Background Classically activated macrophages drive intestinal inflammation, which is necessary to limit infection. However, over-aggressive responses from these cells, including elevated cytokine release, may contribute to inflammatory bowel disease. Previous studies have implicated the receptor tyrosine kinase ErbB4 and its ligands (neuregulins/NRGs) in regulating macrophage activity and survival. However, the influence of ErbB4 and its specific ligand NRG4 on cytokine expression and downstream signaling pathways in these cells remains untested. We hypothesized that ErbB4 regulates pathways associated with cytokine production in macrophages.

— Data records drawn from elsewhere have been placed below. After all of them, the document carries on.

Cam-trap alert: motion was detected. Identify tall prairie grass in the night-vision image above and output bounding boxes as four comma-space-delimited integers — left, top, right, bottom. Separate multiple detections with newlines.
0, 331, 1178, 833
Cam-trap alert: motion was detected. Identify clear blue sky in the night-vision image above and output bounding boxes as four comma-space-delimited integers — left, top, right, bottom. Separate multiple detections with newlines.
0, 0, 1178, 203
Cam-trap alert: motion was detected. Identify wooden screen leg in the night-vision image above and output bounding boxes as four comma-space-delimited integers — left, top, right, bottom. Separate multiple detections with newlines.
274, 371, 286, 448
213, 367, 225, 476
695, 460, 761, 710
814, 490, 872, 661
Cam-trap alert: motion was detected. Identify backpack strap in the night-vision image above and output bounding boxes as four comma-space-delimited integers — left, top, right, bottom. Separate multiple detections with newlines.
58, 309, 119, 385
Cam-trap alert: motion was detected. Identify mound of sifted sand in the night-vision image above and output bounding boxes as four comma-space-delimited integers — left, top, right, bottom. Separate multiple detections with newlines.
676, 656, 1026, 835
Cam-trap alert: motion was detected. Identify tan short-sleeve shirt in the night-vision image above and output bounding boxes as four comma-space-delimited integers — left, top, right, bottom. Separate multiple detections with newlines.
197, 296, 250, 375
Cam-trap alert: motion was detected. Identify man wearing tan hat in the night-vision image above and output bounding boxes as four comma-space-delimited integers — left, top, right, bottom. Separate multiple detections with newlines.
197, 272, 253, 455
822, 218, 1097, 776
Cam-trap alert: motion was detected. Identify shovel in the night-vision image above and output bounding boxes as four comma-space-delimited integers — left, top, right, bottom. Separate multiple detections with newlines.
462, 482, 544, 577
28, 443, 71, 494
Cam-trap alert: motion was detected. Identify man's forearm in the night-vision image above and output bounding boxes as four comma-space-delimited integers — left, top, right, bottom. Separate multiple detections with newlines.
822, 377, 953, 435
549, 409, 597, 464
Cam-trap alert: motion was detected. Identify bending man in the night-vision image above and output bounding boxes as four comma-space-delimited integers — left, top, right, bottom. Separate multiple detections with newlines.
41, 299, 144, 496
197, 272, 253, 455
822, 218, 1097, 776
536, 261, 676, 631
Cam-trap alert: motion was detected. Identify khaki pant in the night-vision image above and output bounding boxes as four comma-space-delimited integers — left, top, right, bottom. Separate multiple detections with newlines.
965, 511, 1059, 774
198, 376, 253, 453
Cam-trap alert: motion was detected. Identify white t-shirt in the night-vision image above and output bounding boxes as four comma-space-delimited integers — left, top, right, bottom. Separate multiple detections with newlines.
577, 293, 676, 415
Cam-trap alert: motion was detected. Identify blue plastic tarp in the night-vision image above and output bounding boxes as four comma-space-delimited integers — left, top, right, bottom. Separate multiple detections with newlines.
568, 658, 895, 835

Methods We generated bone-marrow derived macrophages from mice lacking ErbB4 in cells of myeloid lineage (LysMCre/ErbB4FF) or sex-matched littermate controls (ErbB4FF), and stimulated pro-inflammatory activation with interferon (IFN)-gamma plus lipopolysaccharide (classical activation). Cells were analyzed by RNA sequencing, and gene-set enrichment analysis (GSEA) was performed using publicly available Hallmark gene-sets. To test the role of NRG4, activated cells were treated with recombinant ligand at 100 ng/ml for 24 hours to determine effects on cytokine expression. RNA was collected and analyzed for cytokines by qPCR. Results Classically activated macrophages from LysMCre/ErbB4FF mice displayed an enhanced pro-inflammatory cytokine profile by GSEA (p<0.05) compared to ErbB4FF mice. We confirmed elevated levels of Tnf (32% higher, p<0.05) and Cxcl1 (69% higher, p<0.05) by qPCR. NRG4 treatment limited Tnf (p<0.05) and Cxcl1 (p<0.05) expression in classically activated macrophages from wild-type mice. GSEA showed a reduced type-I and type-II IFN gene expression signature in cells from LysMCre/ErbB4FF mice versus ErbB4FF mice. Conclusion Loss of ErbB4 in macrophages leads to dysregulated IFN signaling and enhanced pro-inflammatory cytokine production in macrophages. NRG/ErbB4 signaling in macrophages drives an anti-inflammatory feedback loop and may limit aberrant intestinal inflammation.